The CMDB connects to the monitoring system. When a new object is added to the CMDB, the object is automatically added to the monitoring system. In addition, when the configuration data changes, the monitoring system can send necessary alarms. If the machine goes online, it will be automatically registered to the CMDB; Business change, automatic registration to the CMDB; Role changes and downtime maintenance also become CMDB. In this case, the monitoring system only needs to maintain the corresponding rules, so that the monitoring system can add autonomously, so as to make up for the deficiency of automatic discovery. At the same time, the flexibility is greatly enhanced, as long as the CMDB obtains the relevant information and status of the equipment, and then proactively updates the monitoring system, and corrects previously added but not continuously updated monitoring.

2. CMDB data support

The CMDB provides necessary supporting data for the monitoring system to provide three-dimensional and standardized alarm information. What do you mean by that? Usually just zabbix monitoring system of the information we receive “XX XX index alarm and the details of the object information such as”, but we don’t know the alarm information belongs to the application system, which whether environment, high availability, who is head of the application, which systems rely on it, whether to change, so that operations can make further judgment and arrangement. Then at this time, we need a system to provide: application hierarchy topology, cluster information, module information, resource instances, association relationship and other information, this system is CMDB.

When an alarm occurs, the alarm system can query the comprehensive configuration information about the alarm object in the CMDB to provide the most accurate, rich, and standard alarm information.

solution

1. Blue Whale monitoring, Zabbix and Grafana multiple monitoring systems operate complementary

  • A. Blue Whale monitoring has the natural advantage of integrating CMDB, and has been used for memory TCP monitoring, NGINx, mysql and other components monitoring, covering the current production environment using open source tools; Therefore, it can be used to implement business monitoring and some basic monitoring.
  • B. Zabbix as basic monitoring, network monitoring, hardware monitoring, vsphere monitoring and other blue whale monitoring does not have;
  • C. Rafana +elk+ AlertManager is used as a visual monitoring tool to monitor the application running state by using its convergence feature;

2. Unified Data Source As the name implies, monitoring needs CMDB as a unified data source, but in the case of multiple sets of systems coexistence, we need to have a strong API integration capability. At this time, it is necessary to select a pointcut with good integration ability within the system, such as the standard operation and maintenance of Blue Whale, to realize API calls of different platforms.

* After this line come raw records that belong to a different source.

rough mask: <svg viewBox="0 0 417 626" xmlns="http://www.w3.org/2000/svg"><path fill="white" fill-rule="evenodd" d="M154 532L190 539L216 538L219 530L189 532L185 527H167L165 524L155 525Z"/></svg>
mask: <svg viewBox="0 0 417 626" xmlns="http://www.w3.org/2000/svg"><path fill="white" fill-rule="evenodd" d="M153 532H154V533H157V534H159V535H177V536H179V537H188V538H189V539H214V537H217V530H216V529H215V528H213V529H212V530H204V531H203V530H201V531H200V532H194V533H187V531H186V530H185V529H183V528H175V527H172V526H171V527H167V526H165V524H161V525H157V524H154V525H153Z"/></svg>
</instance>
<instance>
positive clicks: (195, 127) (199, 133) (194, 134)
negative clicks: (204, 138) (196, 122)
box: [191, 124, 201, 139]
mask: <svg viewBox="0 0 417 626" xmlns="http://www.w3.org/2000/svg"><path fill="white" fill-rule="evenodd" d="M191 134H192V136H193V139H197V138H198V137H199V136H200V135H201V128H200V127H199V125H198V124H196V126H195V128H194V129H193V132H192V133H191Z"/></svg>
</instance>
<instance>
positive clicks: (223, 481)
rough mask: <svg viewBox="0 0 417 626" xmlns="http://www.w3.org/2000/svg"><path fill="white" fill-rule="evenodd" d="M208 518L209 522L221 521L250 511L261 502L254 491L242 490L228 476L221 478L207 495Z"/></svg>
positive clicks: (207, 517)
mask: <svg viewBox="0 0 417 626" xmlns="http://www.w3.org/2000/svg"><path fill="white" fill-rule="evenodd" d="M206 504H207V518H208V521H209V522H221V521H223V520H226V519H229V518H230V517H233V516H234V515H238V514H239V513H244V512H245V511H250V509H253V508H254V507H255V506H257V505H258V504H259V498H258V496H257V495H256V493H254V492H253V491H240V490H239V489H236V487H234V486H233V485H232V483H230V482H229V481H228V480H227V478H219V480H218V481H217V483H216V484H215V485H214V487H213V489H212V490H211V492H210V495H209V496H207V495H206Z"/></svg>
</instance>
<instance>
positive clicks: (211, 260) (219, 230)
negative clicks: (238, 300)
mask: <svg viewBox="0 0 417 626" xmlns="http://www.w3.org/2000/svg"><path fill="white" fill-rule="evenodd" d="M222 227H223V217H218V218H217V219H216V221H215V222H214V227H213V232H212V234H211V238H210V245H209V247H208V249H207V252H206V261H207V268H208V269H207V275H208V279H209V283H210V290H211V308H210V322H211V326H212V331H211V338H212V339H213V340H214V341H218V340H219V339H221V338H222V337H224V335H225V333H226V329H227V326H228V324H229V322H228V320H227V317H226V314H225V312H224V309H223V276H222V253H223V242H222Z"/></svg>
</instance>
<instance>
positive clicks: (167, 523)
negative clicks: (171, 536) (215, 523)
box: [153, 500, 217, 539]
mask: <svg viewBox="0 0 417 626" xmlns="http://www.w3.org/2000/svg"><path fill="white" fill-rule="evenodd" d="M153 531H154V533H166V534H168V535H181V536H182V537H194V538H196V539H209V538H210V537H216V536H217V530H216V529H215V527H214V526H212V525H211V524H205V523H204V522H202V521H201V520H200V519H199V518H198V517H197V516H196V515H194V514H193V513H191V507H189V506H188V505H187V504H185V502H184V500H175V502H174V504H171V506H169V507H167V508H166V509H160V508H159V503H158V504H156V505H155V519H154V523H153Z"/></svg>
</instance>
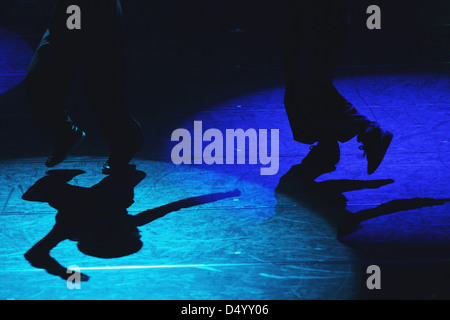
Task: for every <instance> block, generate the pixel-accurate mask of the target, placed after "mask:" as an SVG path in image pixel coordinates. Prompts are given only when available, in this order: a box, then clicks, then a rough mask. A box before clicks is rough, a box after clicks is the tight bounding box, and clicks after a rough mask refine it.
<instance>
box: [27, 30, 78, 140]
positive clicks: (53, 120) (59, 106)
mask: <svg viewBox="0 0 450 320" xmlns="http://www.w3.org/2000/svg"><path fill="white" fill-rule="evenodd" d="M77 70H78V58H77V56H76V54H75V55H74V52H73V50H71V48H70V46H68V44H67V43H66V42H65V41H64V42H63V43H61V41H60V40H59V39H58V38H57V36H56V35H55V33H54V31H53V29H48V30H47V31H46V33H45V34H44V37H43V39H42V41H41V43H40V45H39V47H38V49H37V50H36V53H35V55H34V57H33V59H32V61H31V64H30V67H29V69H28V73H27V76H26V79H25V83H26V89H27V98H28V103H29V107H30V111H31V114H32V117H33V120H34V121H35V123H36V125H37V126H38V127H39V128H40V129H41V130H42V131H43V132H45V133H48V134H51V135H57V134H58V133H59V132H61V131H64V130H66V129H67V128H69V127H71V126H72V124H73V123H72V120H71V119H70V117H69V116H68V115H67V113H66V102H67V101H66V99H67V95H68V93H69V90H70V88H71V87H72V85H73V81H74V79H75V76H76V73H77Z"/></svg>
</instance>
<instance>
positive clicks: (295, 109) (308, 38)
mask: <svg viewBox="0 0 450 320" xmlns="http://www.w3.org/2000/svg"><path fill="white" fill-rule="evenodd" d="M346 32H347V10H346V7H345V2H344V1H333V0H315V1H306V2H304V1H295V0H292V1H291V8H290V11H289V15H288V21H287V32H286V44H285V75H286V92H285V107H286V112H287V115H288V119H289V122H290V125H291V128H292V132H293V135H294V139H295V140H296V141H298V142H302V143H307V144H313V143H315V142H319V143H320V142H324V141H340V142H346V141H348V140H350V139H352V138H354V137H355V136H358V141H360V142H361V143H362V145H363V148H364V151H365V154H366V155H367V160H368V170H367V171H368V173H369V174H372V173H373V172H375V170H376V169H377V168H378V166H379V165H380V163H381V161H382V160H383V158H384V155H385V153H386V151H387V148H388V147H389V144H390V142H391V140H392V134H391V133H389V132H387V131H385V130H382V129H381V128H380V126H379V125H378V124H376V123H375V122H372V121H370V120H369V119H367V118H366V117H365V116H364V115H362V114H360V113H359V112H358V111H357V110H356V108H355V107H354V106H353V105H352V104H351V103H350V102H348V101H347V100H346V99H345V98H344V97H342V95H340V94H339V92H338V91H337V90H336V88H335V87H334V85H333V75H334V72H335V68H336V64H337V62H338V59H339V54H340V51H341V48H342V46H343V43H344V40H345V37H346Z"/></svg>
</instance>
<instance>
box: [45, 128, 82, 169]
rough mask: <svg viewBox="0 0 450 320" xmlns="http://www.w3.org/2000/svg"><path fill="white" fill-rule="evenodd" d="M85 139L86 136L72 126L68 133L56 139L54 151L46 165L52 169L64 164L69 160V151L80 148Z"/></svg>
mask: <svg viewBox="0 0 450 320" xmlns="http://www.w3.org/2000/svg"><path fill="white" fill-rule="evenodd" d="M85 137H86V134H85V133H84V132H83V131H82V130H81V129H80V128H78V127H76V126H72V128H71V129H70V130H69V131H68V132H65V133H64V134H61V135H59V136H58V137H56V138H55V141H54V145H53V150H52V152H51V154H50V156H49V157H48V159H47V161H46V162H45V165H46V166H47V167H49V168H52V167H54V166H56V165H58V164H60V163H61V162H63V161H64V160H65V159H66V158H67V155H68V153H69V151H70V150H71V149H72V148H74V147H76V146H78V145H79V144H80V143H81V142H82V141H83V140H84V138H85Z"/></svg>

Extension: 3 objective facts about surveillance systems

  1. The purpose of enterprise monitoring governance is to detect, solve and predict problems in time, not to integrate the monitoring system.
  2. Enterprise IT architectures are complex now and will be more complex in the future, and it is difficult to solve all monitoring requirements with one or two monitoring products; There is no such products and manufacturers, must have their own strengths;
  3. New businesses, systems and scenarios give rise to new monitoring requirements (such as containers). In the future, enterprises must have multiple monitoring products coexist, and it is imperative to build a monitoring platform with sustainable growth of functions.

conclusion

From the current situation of Zabbix monitoring and the role of CMDB, this paper expounds the relationship between the two, and further extended the purpose of the monitoring system in the future and its sustainable growth mode. Of course, operation and maintenance does not mean that it can not do without these, but in the right stage to choose the appropriate tools to ensure the reliability of the business.